Hayatın bin bir yüzü

Avram VENTURA Köşe Yazısı
20 Haziran 2018 Çarşamba

Bize görünen ne çok yüzü var hayatın!

Doğanın sürekli değişen yüzü gibi… Güneşli, sağanak yağışlı, sıcak, soğuk, kar içinde bembeyaz, yeşilin sonsuz tonlarıyla, gelin gibi açılmış çiçekleriyle… Her an bir başka yüzünü görebiliyoruz.

Hayatımız da öyle işte!

En mutlu olduğumuz anda, mutsuzluk sinsi bir düşman gibi pusuda beklemektedir. Sağlığımızdan bir sorunumuz, yaşantımızdan bir yakınmamız yokken, bedenimize yapışan herhangi bir hastalık, beklenmeyen bir anda, serseri bir kurşun gibi bizi vurabiliyor. Bunlara karşın tüm umutlarımızın yıkıldığını sanırken, olumlu bir ileti yaşama sıkıca sarılmamızı sağlayabiliyor. Değil bir ömür boyu, anlık süreler içinde bile, hayatın değişik yüzlerini görebiliyoruz.

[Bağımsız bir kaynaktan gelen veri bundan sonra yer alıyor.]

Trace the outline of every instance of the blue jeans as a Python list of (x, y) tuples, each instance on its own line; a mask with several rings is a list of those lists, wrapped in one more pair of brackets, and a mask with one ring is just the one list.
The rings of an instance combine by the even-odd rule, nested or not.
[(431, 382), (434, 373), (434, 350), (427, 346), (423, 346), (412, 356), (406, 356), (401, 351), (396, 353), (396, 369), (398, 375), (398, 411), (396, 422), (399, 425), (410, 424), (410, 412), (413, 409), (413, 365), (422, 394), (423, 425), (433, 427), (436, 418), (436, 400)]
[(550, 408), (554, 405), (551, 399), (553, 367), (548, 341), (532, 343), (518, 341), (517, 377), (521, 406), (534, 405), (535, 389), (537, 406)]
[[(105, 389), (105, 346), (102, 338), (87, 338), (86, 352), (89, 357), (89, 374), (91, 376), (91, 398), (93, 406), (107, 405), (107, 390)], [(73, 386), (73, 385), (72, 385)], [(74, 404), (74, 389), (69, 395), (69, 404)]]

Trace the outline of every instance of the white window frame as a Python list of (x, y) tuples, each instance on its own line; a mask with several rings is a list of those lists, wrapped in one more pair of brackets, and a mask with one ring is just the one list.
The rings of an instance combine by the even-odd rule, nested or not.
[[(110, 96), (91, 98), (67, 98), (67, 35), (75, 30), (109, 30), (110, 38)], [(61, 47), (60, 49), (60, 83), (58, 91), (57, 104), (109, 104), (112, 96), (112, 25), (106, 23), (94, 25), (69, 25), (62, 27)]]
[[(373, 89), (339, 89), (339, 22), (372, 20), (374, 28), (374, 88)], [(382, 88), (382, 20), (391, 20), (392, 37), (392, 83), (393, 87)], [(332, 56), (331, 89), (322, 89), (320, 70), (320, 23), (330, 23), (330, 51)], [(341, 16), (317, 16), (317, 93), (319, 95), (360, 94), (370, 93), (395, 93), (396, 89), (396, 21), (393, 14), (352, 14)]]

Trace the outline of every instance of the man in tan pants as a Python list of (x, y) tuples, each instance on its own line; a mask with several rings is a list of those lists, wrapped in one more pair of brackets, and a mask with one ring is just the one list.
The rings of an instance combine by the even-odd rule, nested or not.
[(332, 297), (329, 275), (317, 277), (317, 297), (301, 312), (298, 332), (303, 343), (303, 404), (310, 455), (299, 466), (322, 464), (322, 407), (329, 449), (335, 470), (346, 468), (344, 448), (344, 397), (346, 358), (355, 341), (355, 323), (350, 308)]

Kuşkusuz yeni bir şey söylemiyorum; bunları hepimiz biliyoruz, yaşıyoruz. Sözü dolandırmadan şuraya getirmek istiyorum: Bu gerçekleri biliyor olmamıza karşın, her birimizin hayata olan yaklaşımı tümüyle farklı oluyor. Kimimiz her şeyi olduğu gibi kabulleniyor, gelişen olaylara ve çevremizdeki insanlara olumlu bir gözle bakıyoruz. Kimimiz de tam tersine, hiçbir gerekçemiz olmasa da fırsatını bulduğumuzda her şeyden yakınıyoruz. Böylece tüm olumsuzlukları bir mıknatıs gibi üstümüze çekiyoruz. Oysaki değiştirebileceklerimiz için bir çaba harcamamız gerekirken, bizim dışımızda gelişen ve bizi etkileyen olaylar karşısında yakınmamıza ne demeli, bilmiyorum.

Özellikle tasavvufta ve kimi felsefi öğretilerde yer alan bir kavramı anımsatmak istiyorum: “Ölmeden önce ölmek.”

Nedir bu kavram?

Kısaca şöyle açıklayabiliriz:

Yaşantımızı yönlendiren iki etmenden söz edebiliriz: Korkularımız ve tutkularımız. Her ikisinin de bir sınırı olmadığı gibi, bir ömür boyu onların egemenliği altında kıskıvrak bağlı kalıyoruz. Bunlar hayatımızın her aşamasında bizi derinden etkiliyor. Dolayısıyla mutsuzluğumuzu da sürekli körüklüyorlar. Oysaki bir ölünün ne arzuları ne de tutkuları vardır. İşte insan yaşarken bir ölü gibi bunlardan arınabildiği anda, ölmeden önce ölmüştür. Bu şekilde gerçek ölüm kapısını çalana kadar, hayatı daha güzel, daha anlamlı ve daha mutlu geçirmiş olacaktır.

Ursula K. Leguin, Mülksüzler romanında şöyle diyor:

“Eğer bir şeyi bütün olarak görebilirsen, hep güzelmiş gibi görünür. Gezegenler, yaşamlar… Ama yakından bakıldığında, bir dünya yalnızca toz ve kayadan oluşur. Günden güne yaşam daha da zorlaşır, yorulursun, ritmi kaçırırsın. Uzaklığı ararsın, ara vermeyi. Dünyanın ne kadar güzel olduğunu görmenin yolu, onu ay gibi görmekten geçiyor. Yaşamın ne güzel olduğunu görmenin yolu, ölümün bakış açısından bakmaktan geçiyor.”

Ölümün bakış açısından baktığımızda, artık yitirecek bir şeyimiz kalmamış, tutkularımızdan arınmış, korkularımızı aşmışızdır. Böylece hayatı daha güzel göreceğimiz kuşkusuzdur.